Robinhood tried to tokenize private equity without asking the companies first, and now Vlad Tenev has to explain why that seemed like a good idea.

The Signal

A year ago, Robinhood announced plans to let retail traders buy tokenized shares of private companies like OpenAI and SpaceX. The pitch was pure Web3 promise: democratize access to hot pre-IPO deals that VCs have locked up for decades. But something went sideways between the press release and reality. The companies themselves pushed back hard, saying they never agreed to participate in this tokenization scheme.

That's the fascinating part. Robinhood apparently believed it could create synthetic exposure to private equity without getting buy-in from the actual companies. This isn't like creating a derivative or an ETF that tracks public securities. Private company shares have transfer restrictions baked into their operating agreements. They're private precisely because the founders and boards want control over who owns pieces of their company.

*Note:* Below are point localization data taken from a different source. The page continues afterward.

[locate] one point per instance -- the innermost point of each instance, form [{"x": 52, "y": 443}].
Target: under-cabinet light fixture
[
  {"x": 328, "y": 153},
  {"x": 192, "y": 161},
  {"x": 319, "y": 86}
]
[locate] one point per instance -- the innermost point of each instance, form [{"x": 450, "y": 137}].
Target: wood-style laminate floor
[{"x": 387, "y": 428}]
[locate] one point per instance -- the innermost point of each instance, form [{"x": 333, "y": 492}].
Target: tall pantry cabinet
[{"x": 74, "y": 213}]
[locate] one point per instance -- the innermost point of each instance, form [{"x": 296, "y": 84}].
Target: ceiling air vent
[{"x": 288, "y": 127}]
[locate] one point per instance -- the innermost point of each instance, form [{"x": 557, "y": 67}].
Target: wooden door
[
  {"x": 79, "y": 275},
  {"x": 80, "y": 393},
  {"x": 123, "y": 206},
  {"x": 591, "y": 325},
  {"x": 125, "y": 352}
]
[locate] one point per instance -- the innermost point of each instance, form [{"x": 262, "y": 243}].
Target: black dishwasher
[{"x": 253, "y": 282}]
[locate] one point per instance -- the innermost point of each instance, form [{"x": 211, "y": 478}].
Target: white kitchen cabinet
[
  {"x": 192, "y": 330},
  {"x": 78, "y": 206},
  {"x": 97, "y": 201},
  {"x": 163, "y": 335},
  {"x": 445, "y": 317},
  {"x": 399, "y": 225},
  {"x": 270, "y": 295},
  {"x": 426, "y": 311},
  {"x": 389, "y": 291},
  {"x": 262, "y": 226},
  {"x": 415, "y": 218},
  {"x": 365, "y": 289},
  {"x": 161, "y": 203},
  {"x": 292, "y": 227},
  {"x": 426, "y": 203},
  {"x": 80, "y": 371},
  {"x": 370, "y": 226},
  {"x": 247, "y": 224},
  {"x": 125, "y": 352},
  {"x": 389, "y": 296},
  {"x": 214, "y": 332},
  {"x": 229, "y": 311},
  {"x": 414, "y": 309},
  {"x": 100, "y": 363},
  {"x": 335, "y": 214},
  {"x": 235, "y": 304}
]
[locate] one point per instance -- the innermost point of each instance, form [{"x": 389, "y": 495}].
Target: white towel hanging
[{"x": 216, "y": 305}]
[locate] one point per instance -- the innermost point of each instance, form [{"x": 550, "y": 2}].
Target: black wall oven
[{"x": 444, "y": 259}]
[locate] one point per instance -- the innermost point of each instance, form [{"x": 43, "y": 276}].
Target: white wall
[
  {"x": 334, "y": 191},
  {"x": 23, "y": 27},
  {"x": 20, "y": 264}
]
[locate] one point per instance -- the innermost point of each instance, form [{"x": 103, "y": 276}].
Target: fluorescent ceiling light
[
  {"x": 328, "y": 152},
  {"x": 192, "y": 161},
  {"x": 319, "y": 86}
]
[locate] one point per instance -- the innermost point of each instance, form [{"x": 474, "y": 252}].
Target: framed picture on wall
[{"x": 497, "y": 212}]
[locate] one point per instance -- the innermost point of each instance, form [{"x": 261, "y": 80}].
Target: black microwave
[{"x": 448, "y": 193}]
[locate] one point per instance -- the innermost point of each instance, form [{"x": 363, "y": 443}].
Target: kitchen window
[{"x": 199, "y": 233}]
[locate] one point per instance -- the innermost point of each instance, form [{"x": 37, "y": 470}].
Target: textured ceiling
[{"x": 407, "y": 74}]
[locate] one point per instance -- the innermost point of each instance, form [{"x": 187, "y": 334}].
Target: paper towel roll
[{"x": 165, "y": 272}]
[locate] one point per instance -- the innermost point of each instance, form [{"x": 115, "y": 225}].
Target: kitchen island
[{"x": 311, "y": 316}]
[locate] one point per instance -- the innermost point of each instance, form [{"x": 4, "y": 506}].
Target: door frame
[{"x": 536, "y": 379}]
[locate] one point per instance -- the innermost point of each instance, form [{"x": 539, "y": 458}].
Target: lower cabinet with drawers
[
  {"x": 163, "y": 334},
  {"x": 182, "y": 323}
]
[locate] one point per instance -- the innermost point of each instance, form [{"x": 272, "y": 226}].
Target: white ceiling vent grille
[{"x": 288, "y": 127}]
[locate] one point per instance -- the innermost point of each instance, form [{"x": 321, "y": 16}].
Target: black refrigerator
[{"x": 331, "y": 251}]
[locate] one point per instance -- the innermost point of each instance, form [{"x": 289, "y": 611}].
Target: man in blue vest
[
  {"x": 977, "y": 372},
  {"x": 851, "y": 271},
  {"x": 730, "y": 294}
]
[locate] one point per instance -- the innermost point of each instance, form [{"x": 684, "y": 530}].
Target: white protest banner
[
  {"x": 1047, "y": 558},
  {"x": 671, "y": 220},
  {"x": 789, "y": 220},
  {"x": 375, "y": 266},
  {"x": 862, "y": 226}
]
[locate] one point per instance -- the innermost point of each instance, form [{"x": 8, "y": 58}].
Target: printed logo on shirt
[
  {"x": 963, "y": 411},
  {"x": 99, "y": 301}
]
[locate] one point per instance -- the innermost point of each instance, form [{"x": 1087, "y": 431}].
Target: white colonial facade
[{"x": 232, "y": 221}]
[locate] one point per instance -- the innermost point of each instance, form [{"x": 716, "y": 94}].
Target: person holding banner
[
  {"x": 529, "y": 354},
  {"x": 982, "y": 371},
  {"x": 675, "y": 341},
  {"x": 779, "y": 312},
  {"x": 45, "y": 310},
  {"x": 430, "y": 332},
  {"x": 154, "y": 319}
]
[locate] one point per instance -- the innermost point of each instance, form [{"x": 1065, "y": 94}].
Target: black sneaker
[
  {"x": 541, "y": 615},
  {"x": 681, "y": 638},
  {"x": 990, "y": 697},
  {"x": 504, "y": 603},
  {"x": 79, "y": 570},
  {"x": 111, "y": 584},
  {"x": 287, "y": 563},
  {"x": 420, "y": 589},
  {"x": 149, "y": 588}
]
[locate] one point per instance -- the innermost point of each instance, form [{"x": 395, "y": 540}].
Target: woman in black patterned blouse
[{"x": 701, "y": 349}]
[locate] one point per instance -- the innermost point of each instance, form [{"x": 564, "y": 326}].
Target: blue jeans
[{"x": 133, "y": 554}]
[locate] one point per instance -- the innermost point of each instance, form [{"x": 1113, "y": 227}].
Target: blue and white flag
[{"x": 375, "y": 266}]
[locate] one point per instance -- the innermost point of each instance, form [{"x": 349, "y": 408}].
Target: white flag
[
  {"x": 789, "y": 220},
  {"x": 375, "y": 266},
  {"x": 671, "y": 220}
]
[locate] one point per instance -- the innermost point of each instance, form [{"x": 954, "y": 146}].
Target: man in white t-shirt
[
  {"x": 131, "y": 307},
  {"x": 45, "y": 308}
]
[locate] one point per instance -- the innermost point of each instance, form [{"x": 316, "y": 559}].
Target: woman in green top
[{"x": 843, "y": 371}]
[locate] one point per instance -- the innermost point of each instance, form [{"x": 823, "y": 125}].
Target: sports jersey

Now Tenev is back on Bloomberg explaining "where things stand," which usually means explaining why things didn't go as planned. The company is also pivoting into prediction markets, the other hot retail trading category. Kalshi and Polymarket proved Americans will bet on literally anything if you give them a slick interface and call it "forecasting."

What Robinhood actually built here is a case study in Web3's central tension. You can't tokenize ownership without the owner's permission. The technology is easy. The legal and social infrastructure is not. Every RWA tokenization project hits this wall eventually.

The Implication

Watch how Robinhood threads this needle going forward. If they succeed in getting private companies to voluntarily tokenize, that's a real unlock for retail access to pre-IPO deals. If they can't, this whole effort becomes another example of crypto solutions searching for problems. The prediction markets play is safer, legally speaking, but also more crowded. Either way, Robinhood is testing the actual boundaries of what tokenization can do when legacy power structures say no.